Closed Fleeting thoughts

Professor Geovanna Adler-Cade

Protective ⚡ Former Auror ᴅᴀᴅᴀ ʟᴏᴡᴇʀ ʏᴇᴀʀꜱ
 
Messages
5,247
OOC First Name
Zephie
Blood Status
Unknown
Relationship Status
Married
Sexual Orientation
Pansexual
Wand
Knotted 10 Inch Sturdy Aspen Wand with Boomslang venom Core
Age
12/2031 (35)
Professor Adler knew that for some students, the Boggart would be one of their most difficult lessons. She tried to give them as much preparation as she could, but for some it seemed as though they would occasionally bite off more than they could chew. In the case of one of her Gryffindors, Mania Athanasiou had no only struggled with her boggart, but completely fled the classroom, leaving Geo to tuck the Boggart back into the wardrobe for the next student. While the woman was here to protect her students as much as she could, she also wanted to make sure that they were equipped to deal with whatever was thrown in their way.

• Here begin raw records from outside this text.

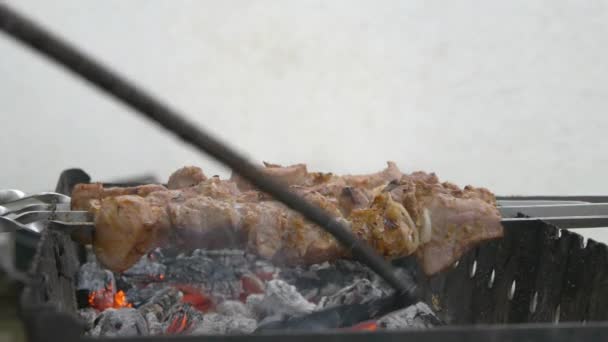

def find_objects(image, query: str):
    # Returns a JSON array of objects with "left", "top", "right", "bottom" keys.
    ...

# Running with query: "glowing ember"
[
  {"left": 89, "top": 284, "right": 133, "bottom": 311},
  {"left": 344, "top": 321, "right": 378, "bottom": 331},
  {"left": 175, "top": 285, "right": 215, "bottom": 312},
  {"left": 167, "top": 313, "right": 190, "bottom": 334}
]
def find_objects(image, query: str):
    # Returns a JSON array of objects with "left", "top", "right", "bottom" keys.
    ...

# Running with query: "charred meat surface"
[{"left": 72, "top": 162, "right": 503, "bottom": 275}]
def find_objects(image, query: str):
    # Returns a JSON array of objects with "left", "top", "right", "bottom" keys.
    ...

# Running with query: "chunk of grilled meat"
[{"left": 72, "top": 162, "right": 503, "bottom": 275}]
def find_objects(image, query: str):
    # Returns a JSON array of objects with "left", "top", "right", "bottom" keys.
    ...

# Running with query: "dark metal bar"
[{"left": 0, "top": 3, "right": 415, "bottom": 304}]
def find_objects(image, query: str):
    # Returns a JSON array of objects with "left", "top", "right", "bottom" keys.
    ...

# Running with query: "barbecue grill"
[
  {"left": 0, "top": 4, "right": 608, "bottom": 341},
  {"left": 4, "top": 169, "right": 608, "bottom": 342}
]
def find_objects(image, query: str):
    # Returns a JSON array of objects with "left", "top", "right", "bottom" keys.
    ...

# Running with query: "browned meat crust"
[{"left": 72, "top": 162, "right": 503, "bottom": 274}]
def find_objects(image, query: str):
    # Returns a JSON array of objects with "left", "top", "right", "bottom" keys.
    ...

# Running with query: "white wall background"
[{"left": 0, "top": 0, "right": 608, "bottom": 198}]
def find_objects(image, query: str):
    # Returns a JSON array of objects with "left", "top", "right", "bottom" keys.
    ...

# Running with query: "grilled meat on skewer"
[{"left": 72, "top": 162, "right": 503, "bottom": 274}]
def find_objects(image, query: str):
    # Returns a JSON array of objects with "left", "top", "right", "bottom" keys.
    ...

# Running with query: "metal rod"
[{"left": 0, "top": 3, "right": 415, "bottom": 304}]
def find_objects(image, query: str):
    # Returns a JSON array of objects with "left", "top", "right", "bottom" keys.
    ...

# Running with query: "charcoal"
[
  {"left": 215, "top": 300, "right": 254, "bottom": 318},
  {"left": 252, "top": 279, "right": 315, "bottom": 318},
  {"left": 144, "top": 312, "right": 164, "bottom": 335},
  {"left": 192, "top": 313, "right": 257, "bottom": 335},
  {"left": 280, "top": 259, "right": 384, "bottom": 301},
  {"left": 163, "top": 303, "right": 203, "bottom": 335},
  {"left": 165, "top": 256, "right": 216, "bottom": 283},
  {"left": 256, "top": 294, "right": 403, "bottom": 331},
  {"left": 137, "top": 287, "right": 182, "bottom": 322},
  {"left": 78, "top": 308, "right": 99, "bottom": 331},
  {"left": 245, "top": 294, "right": 268, "bottom": 320},
  {"left": 378, "top": 302, "right": 443, "bottom": 330},
  {"left": 91, "top": 308, "right": 149, "bottom": 337},
  {"left": 76, "top": 261, "right": 116, "bottom": 291},
  {"left": 126, "top": 283, "right": 167, "bottom": 307},
  {"left": 123, "top": 255, "right": 167, "bottom": 282},
  {"left": 317, "top": 279, "right": 385, "bottom": 309}
]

The blonde had sent an owl to the third year, asking her to come by her office so they could talk things through. She didn't expect Nia to turn up to the following lesson acting as though this wasn't something she needed to reflect on. The door to her office was already open, and Geo was sat behind her desk marking her first year's tests as she waited for the third year.
 
Mania had right out screamed in horror when she got that owl from Professor Adler, this was not the type of owl she wanted. The Professor must have been disappointed beyond words, probably ready to echo everything her Boggart had been telling her. Nia had paced the dorm, considered asking one of her friends or sisters to accompany her but Felix had been right. She was more equipped to handle the situation now that she was aware of it and she could do it on her own.

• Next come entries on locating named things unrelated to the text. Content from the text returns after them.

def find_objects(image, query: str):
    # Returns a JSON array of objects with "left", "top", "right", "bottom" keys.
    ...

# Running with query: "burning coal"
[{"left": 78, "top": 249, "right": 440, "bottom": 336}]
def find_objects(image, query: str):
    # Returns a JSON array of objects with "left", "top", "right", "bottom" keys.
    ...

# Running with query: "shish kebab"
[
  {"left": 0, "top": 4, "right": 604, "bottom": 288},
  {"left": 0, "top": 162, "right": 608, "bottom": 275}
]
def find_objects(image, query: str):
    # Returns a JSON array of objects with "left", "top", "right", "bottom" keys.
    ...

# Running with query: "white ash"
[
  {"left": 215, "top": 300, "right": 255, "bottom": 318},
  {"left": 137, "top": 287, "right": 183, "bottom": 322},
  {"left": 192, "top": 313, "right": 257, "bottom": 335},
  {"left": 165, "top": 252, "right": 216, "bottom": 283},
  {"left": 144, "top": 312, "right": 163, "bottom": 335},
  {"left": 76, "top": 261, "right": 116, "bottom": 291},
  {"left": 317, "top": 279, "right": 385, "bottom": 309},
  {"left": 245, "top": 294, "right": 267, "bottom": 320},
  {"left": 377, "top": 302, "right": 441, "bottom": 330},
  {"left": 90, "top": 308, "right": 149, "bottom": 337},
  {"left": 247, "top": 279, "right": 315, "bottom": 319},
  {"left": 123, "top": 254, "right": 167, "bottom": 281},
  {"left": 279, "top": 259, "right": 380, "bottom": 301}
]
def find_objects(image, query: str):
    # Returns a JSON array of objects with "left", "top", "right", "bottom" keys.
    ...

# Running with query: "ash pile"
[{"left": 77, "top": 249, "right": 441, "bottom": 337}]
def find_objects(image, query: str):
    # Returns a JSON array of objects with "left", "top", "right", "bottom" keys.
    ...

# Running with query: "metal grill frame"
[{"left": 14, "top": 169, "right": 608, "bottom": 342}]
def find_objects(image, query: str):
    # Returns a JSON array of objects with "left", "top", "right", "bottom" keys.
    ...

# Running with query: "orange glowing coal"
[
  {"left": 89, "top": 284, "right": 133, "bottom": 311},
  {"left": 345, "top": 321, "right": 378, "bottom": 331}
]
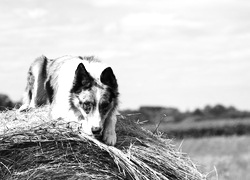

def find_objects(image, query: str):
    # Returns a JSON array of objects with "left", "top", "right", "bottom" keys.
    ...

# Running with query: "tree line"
[{"left": 121, "top": 104, "right": 250, "bottom": 123}]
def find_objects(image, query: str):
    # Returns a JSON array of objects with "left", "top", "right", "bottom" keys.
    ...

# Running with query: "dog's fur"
[{"left": 20, "top": 56, "right": 119, "bottom": 145}]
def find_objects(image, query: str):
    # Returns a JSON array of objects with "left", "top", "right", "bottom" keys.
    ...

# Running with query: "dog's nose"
[{"left": 91, "top": 127, "right": 102, "bottom": 134}]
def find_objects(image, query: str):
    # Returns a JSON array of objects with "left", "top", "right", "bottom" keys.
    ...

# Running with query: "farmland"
[
  {"left": 143, "top": 118, "right": 250, "bottom": 180},
  {"left": 175, "top": 136, "right": 250, "bottom": 180}
]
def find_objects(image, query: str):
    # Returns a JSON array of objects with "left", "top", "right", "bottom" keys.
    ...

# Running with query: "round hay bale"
[{"left": 0, "top": 107, "right": 206, "bottom": 180}]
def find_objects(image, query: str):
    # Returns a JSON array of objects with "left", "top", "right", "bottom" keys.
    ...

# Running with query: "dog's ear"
[
  {"left": 72, "top": 63, "right": 94, "bottom": 92},
  {"left": 100, "top": 67, "right": 118, "bottom": 89}
]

Nearing the door to Professor Adler's office she saw it was open. She could still turn around and run away, right? That was always an option. But it was then that she thought that'd be letting the fear win, she could do this. She could face the woman that'd become her favourite Professor among the History of Magic one and her possible disappointment in her. She was a Gryffindor and she would not be afraid this time. Walking into the office she stayed by the door and cleared her throat. "Um, you wanted to see me Professor." She said, keeping her eyes strictly on the ground lingering somewhere around her shoes and the tiles of the floor beneath them.
 
Geo heard the steps coming up the stairs towards her office, presuming it was the Gryffindor. She didn't look up from her work to begin with, but hearing Mania's voice confirmed her suspicions. "Thank you for coming, please, take a seat," she told her, writing out the last few notes on one first year's humorous attempt to pass the exam by submitting something that would make Geo laugh instead of actually answering the question.

Laying down her quill, the blonde finally looked up to look at the student who'd joined her. "Do you know why I've called you in?" she asked. She wanted to help Mania but there was a point she needed to make to her too, and it wasn't as simply as just repeating the exercise without making it first.
 
Mania did not want to take a seat. At all. Taking a seat would mean getting away was more difficult and that made the third years skin crawl. She stared at the seat in front of the desk hesitantly, contemplating on whether to do as she was told or not. "I'd rather stay standing, if that's alright with you." She told the Professor, walking behind the chair and leaning her hands on it. Sitting down made her feel like she'd be locked in the situation and she knew if she felt like that she'd just get up and flee again.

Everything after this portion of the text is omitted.